Dynamic measurement of the entropy coefficient for battery cells

The entropy coefficient is an important quantity to describe thermodynamic processes of battery cells and to model the temperature dependency of the open-circuit voltage. Determining the entropy via potentiometric measurements is often time-consuming. Therefore, several methods were developed to quickly estimate the entropy coefficient. This paper presents a new method, which is relatively simple in its execution and evaluation. The method is based on relating a dynamic temperature change to the cell's voltage change at an induced exponential temperature progression. Due to the dynamic of this process, the measurement time will be reduced compared to the potentiometric method by factor 13 for the executed experiments under its stated conditions.

Automated summary

The entropy coefficient plays a crucial role in describing the thermodynamic behavior of battery cells and modeling the temperature effects on open-circuit voltage. Estimating the entropy through potentiometric measurements is time-consuming.
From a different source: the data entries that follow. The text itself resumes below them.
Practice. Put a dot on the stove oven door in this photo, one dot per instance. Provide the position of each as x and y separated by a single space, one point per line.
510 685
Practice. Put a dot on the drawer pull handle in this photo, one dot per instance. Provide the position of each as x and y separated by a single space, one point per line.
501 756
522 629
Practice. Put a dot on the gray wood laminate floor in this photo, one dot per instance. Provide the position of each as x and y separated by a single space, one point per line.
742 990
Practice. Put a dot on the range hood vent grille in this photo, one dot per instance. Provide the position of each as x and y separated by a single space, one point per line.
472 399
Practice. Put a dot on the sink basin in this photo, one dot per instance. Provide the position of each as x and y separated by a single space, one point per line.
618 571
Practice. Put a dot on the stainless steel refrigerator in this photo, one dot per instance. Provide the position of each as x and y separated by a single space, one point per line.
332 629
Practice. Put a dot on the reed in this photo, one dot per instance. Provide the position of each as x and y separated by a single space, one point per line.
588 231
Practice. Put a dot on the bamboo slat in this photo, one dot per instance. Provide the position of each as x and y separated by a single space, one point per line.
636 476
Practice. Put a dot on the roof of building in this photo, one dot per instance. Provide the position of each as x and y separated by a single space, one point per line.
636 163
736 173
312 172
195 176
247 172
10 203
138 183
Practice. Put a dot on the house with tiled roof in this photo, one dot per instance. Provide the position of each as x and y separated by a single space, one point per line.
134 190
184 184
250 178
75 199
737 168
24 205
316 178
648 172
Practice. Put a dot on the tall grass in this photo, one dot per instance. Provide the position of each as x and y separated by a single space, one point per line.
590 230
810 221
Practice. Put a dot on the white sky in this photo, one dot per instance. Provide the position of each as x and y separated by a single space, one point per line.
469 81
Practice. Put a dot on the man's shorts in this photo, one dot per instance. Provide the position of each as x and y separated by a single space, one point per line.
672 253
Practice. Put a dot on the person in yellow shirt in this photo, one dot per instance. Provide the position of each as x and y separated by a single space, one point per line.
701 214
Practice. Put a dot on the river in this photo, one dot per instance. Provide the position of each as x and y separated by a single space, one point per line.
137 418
To address this, various methods have been developed to quickly estimate the entropy coefficient. This paper proposes a new method that is comparatively simple in its execution and evaluation. The method utilizes the relationship between dynamic temperature changes and voltage variations in order to estimate the entropy coefficient, significantly reducing the measurement time by a factor of 13 compared to the potentiometric method under the specified conditions.